A significant percentage of graduates attend college, with Slippery Rock University of Pennsylvania, Penn State University, Youngstown State University, and Butler County Community College being popular choices.

==Transportation==
===Public transportation===
Shenango Township's public transportation is served by the New Castle Area Transit Authority. They make many stops in Shenango and go as far away as Pittsburgh. In 2013 the Transit Authority opened a brand new Park & Ride on Route 422 for commuters who use one of the bus routes to Pittsburgh.

==Residential==
Shenango Township is made up of several smaller residential neighborhoods which were built by local developers over the last 50 years. These neighborhoods are connected by the current state local road system in the township. Shenango saw its first residential developments in the late 1950s and 1960s with the construction of most of the homes that can be found today in Ridgewood Court and Willowhurst Circle. These two developments were built at the same time that a new high school was being constructed to serve the community. The 1970s and 1980s saw limited residential development throughout the township, possibly due to the struggling local economy at the time. The 1990s through the present have shown a great turnaround for the township, with the construction of several residential developments. Single family developments such as Woodland Hills, Deer Run, Orchardale Estates Phase I, Jason's Woods Phase I & II, and Cambridge at Hidden Lakes Phase I have led to a significant population growth in Shenango Township over the last 25 years. The construction of townhomes and condos in The Fields and Shenango Greens has added to the diversity of residences in Shenango Township.

==Government and infrastructure==
The New Castle Youth Development Center (NCYDC), a juvenile detention center of the Pennsylvania Department of Human Services, was located in the township. The facility, which opened in 1969, had 236444 sqft of space in 13 buildings, and almost 150 acre of land. It closed in February 2013. This location came under scrutiny when the property was hastily processed for sale to a non-profit organization from New Jersey in the summer of 2017. In the spring of 2018 the property was transferred to a local social services company, and is proposed to become their new community outreach and commercial center.

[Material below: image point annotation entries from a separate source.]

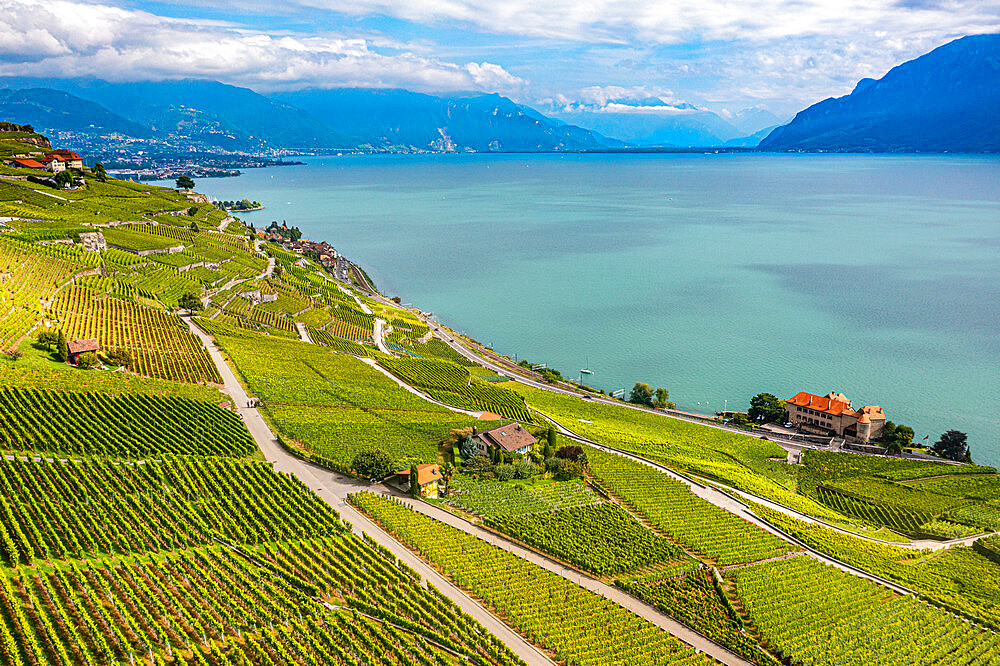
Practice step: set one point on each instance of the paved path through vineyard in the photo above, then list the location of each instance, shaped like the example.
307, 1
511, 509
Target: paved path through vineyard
333, 489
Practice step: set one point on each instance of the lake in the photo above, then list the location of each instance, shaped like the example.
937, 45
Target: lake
715, 276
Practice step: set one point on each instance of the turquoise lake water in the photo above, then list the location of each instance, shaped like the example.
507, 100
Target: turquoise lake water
716, 276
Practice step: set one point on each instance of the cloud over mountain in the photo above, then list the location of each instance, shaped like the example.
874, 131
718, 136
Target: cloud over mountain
74, 39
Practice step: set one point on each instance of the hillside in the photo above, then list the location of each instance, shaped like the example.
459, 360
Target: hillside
944, 101
192, 411
68, 113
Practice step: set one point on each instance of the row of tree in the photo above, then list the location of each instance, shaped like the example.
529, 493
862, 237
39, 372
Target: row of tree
645, 395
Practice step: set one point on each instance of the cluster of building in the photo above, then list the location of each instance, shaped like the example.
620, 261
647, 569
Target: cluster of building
54, 161
512, 438
833, 414
324, 253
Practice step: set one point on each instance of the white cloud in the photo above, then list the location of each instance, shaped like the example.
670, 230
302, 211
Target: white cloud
65, 38
676, 21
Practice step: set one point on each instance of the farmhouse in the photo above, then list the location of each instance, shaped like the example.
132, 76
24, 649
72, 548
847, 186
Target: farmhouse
428, 478
77, 347
29, 164
69, 159
511, 437
93, 241
55, 164
833, 413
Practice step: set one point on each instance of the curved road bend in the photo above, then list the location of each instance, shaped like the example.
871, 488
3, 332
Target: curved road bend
303, 333
334, 488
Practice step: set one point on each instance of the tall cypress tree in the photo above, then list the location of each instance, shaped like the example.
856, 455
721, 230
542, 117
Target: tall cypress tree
62, 347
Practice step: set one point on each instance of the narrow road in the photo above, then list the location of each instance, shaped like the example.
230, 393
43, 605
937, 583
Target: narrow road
789, 446
379, 337
364, 308
610, 592
303, 333
733, 505
415, 391
447, 338
333, 489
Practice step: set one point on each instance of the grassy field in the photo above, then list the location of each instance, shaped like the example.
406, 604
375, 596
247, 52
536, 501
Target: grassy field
333, 404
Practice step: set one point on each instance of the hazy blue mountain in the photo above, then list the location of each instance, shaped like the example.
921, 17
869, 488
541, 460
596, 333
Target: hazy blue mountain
234, 118
750, 141
214, 113
430, 122
54, 110
947, 100
651, 122
755, 119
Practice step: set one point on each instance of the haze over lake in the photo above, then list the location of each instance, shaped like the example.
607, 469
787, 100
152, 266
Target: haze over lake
716, 276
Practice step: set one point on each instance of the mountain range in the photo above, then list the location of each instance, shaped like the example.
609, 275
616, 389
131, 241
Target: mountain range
651, 122
214, 114
947, 100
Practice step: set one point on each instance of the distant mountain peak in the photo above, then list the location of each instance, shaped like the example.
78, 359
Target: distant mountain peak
946, 100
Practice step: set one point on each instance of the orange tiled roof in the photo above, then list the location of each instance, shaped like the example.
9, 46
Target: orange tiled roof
823, 404
873, 412
425, 474
511, 437
80, 346
64, 154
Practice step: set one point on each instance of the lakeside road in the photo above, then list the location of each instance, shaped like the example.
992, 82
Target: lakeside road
333, 489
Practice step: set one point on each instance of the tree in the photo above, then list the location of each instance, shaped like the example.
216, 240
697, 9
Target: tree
888, 432
87, 360
661, 400
642, 394
119, 357
372, 464
447, 471
904, 435
47, 338
63, 179
190, 302
952, 445
570, 452
467, 448
550, 443
478, 464
524, 469
569, 469
62, 347
414, 481
766, 408
504, 471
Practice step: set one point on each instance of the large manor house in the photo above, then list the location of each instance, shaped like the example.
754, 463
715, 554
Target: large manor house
833, 413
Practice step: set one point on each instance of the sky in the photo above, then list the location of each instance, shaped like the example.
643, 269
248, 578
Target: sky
722, 55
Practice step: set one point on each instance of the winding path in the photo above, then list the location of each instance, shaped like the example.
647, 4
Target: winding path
620, 597
333, 489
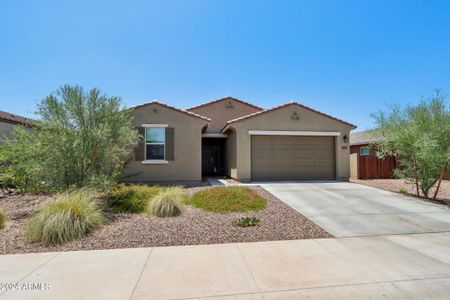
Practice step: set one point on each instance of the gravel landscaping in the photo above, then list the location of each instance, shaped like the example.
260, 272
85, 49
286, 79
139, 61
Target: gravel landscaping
194, 226
394, 185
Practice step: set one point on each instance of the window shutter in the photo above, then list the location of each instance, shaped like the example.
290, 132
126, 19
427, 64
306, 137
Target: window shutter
139, 151
170, 143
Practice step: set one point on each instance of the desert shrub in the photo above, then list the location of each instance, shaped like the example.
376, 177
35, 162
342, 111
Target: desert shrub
246, 221
132, 198
167, 203
82, 139
2, 219
228, 199
419, 137
70, 217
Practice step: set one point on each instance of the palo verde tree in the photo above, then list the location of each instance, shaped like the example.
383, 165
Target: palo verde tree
78, 140
419, 136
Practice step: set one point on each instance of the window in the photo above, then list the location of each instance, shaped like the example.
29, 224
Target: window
364, 151
155, 143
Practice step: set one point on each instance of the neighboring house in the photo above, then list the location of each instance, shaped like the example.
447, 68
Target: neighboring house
230, 137
364, 163
8, 121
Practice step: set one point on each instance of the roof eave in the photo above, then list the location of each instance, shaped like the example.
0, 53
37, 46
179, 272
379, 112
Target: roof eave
157, 102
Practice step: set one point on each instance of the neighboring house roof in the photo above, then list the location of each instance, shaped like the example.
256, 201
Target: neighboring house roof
225, 99
172, 107
15, 119
365, 137
282, 106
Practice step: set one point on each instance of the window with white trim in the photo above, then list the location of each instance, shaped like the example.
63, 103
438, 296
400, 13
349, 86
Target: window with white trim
364, 151
155, 143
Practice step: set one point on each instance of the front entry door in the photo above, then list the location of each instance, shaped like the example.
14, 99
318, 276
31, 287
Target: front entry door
212, 156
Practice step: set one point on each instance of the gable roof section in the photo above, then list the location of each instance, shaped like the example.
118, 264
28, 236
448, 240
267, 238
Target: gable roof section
225, 99
189, 113
15, 119
283, 106
365, 137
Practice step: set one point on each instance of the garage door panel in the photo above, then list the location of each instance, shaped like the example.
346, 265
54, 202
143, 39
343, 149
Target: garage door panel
292, 158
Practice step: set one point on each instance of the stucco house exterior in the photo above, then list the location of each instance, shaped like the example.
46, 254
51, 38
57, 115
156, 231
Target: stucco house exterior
8, 121
230, 137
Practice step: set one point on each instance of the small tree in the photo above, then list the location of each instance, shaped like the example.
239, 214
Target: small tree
78, 141
419, 136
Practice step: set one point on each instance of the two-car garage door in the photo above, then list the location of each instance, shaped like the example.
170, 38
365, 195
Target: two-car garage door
292, 157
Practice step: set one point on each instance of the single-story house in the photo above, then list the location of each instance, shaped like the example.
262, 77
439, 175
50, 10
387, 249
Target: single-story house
230, 137
364, 163
8, 121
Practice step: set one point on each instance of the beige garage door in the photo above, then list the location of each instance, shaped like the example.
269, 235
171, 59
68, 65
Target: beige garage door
293, 158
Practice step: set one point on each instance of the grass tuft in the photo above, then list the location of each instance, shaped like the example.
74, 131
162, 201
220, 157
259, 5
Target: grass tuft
132, 198
71, 217
2, 219
167, 203
228, 199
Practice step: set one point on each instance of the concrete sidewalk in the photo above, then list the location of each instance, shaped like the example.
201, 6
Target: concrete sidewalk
415, 266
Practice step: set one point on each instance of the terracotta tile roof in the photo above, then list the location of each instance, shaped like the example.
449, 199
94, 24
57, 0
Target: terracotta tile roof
282, 106
172, 107
223, 99
11, 118
365, 137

===Board of Supervisors===
- Frank R. Augustine, Chairman
- Brandon M. Rishel, Vice-chairman
- Joseph M. Pascoe

==Business==
Shenango Township is served by three separate commercial centers: the U.S. Route 422 corridor, the Pennsylvania Route 65 corridor, and the Shenango Industrial Park. The Route 65 corridor is home to much of the township's shopping district. This area is served by the Lawrence Village Plaza and also many national chain fast food restaurants.

The Route 422 corridor is more of a light industrial-focused area which is anchored by the McKesson Corporation, Con Yeager Spice Company, Portersville Valve, and a recently renovated motel. This area is also home to the township's lone remaining grocery store.

==Parks and recreation==
Shenango Township's main recreation center is the Shenango Township Community Park, which includes a children's playground area, four covered pavilions, restroom facilities, a quarter-mile walking trail, pickleball, and bocce courts. Shenango Township also owns another recreation area on the corner of Shenango Park Drive and Nearwood Drive.

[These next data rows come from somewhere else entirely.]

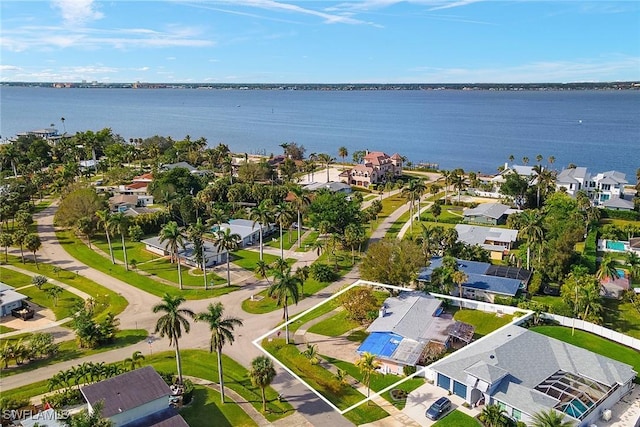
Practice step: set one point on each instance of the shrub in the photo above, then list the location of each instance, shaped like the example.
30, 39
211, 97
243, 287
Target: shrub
39, 281
408, 370
322, 272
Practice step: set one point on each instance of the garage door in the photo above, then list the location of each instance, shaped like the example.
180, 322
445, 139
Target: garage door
444, 381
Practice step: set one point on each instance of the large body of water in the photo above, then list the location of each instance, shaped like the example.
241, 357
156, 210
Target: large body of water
475, 130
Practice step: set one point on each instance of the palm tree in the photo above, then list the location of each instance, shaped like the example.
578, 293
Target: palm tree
262, 374
493, 416
633, 262
262, 215
104, 216
285, 286
171, 323
225, 240
367, 365
195, 233
174, 237
607, 268
459, 278
133, 362
300, 201
531, 230
552, 418
342, 152
221, 333
262, 269
32, 243
283, 216
118, 223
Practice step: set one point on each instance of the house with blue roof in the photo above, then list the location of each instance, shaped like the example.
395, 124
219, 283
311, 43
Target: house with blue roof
484, 281
406, 324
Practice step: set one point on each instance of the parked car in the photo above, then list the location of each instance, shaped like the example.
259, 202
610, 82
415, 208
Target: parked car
438, 408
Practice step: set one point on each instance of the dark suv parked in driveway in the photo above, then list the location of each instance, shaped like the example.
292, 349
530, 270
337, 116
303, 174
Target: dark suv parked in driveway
438, 408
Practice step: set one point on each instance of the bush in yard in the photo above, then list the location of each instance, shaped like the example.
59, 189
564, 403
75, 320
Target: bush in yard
39, 281
322, 272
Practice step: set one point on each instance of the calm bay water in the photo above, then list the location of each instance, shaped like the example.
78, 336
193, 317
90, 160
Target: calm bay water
475, 130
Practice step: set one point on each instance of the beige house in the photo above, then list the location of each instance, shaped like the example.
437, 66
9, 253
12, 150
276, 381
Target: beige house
378, 167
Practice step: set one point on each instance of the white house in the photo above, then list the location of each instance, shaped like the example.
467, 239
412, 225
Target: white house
525, 372
211, 254
136, 398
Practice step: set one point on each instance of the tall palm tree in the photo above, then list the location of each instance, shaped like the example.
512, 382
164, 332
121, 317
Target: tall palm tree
551, 418
300, 201
195, 233
531, 230
118, 223
262, 374
283, 216
367, 365
226, 241
285, 286
174, 238
262, 215
103, 222
342, 152
221, 333
172, 322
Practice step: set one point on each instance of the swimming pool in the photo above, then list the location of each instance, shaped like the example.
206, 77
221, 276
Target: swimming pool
615, 245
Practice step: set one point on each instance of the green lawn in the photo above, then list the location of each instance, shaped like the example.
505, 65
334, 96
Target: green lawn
307, 241
335, 325
155, 264
324, 382
595, 344
205, 410
311, 286
81, 252
69, 350
484, 322
65, 303
106, 299
457, 419
201, 364
274, 239
380, 381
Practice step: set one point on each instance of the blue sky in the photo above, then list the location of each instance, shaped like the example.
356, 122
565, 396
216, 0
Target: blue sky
367, 41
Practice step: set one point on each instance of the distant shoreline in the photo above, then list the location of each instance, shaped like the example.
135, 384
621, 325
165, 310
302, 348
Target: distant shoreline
339, 87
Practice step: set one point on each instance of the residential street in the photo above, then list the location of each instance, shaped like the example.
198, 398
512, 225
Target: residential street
138, 315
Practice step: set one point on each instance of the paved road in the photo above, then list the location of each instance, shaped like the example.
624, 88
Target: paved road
138, 315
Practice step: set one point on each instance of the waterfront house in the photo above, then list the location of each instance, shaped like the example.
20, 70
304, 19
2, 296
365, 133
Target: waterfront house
136, 398
406, 324
377, 167
498, 241
488, 214
485, 281
524, 373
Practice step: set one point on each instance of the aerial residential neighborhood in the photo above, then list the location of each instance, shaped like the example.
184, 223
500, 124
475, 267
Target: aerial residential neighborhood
168, 284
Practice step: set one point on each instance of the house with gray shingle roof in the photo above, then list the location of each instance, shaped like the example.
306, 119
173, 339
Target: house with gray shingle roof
484, 281
525, 372
404, 327
135, 398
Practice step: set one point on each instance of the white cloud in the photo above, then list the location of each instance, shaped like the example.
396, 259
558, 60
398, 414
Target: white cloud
77, 12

Shenango Township is home to a portion of the North Country Trail, which runs through the southern section of the county, with on and off-road portions. In 2018, the township was a recipient of $980,000 grant to begin improvements to a portion of the on road trail segment.

Although owned by the city of New Castle, Sylvan Heights Public Golf Course is located within Shenango Township. The 18 hole course lies between PA 65 and Old Princeton Roads.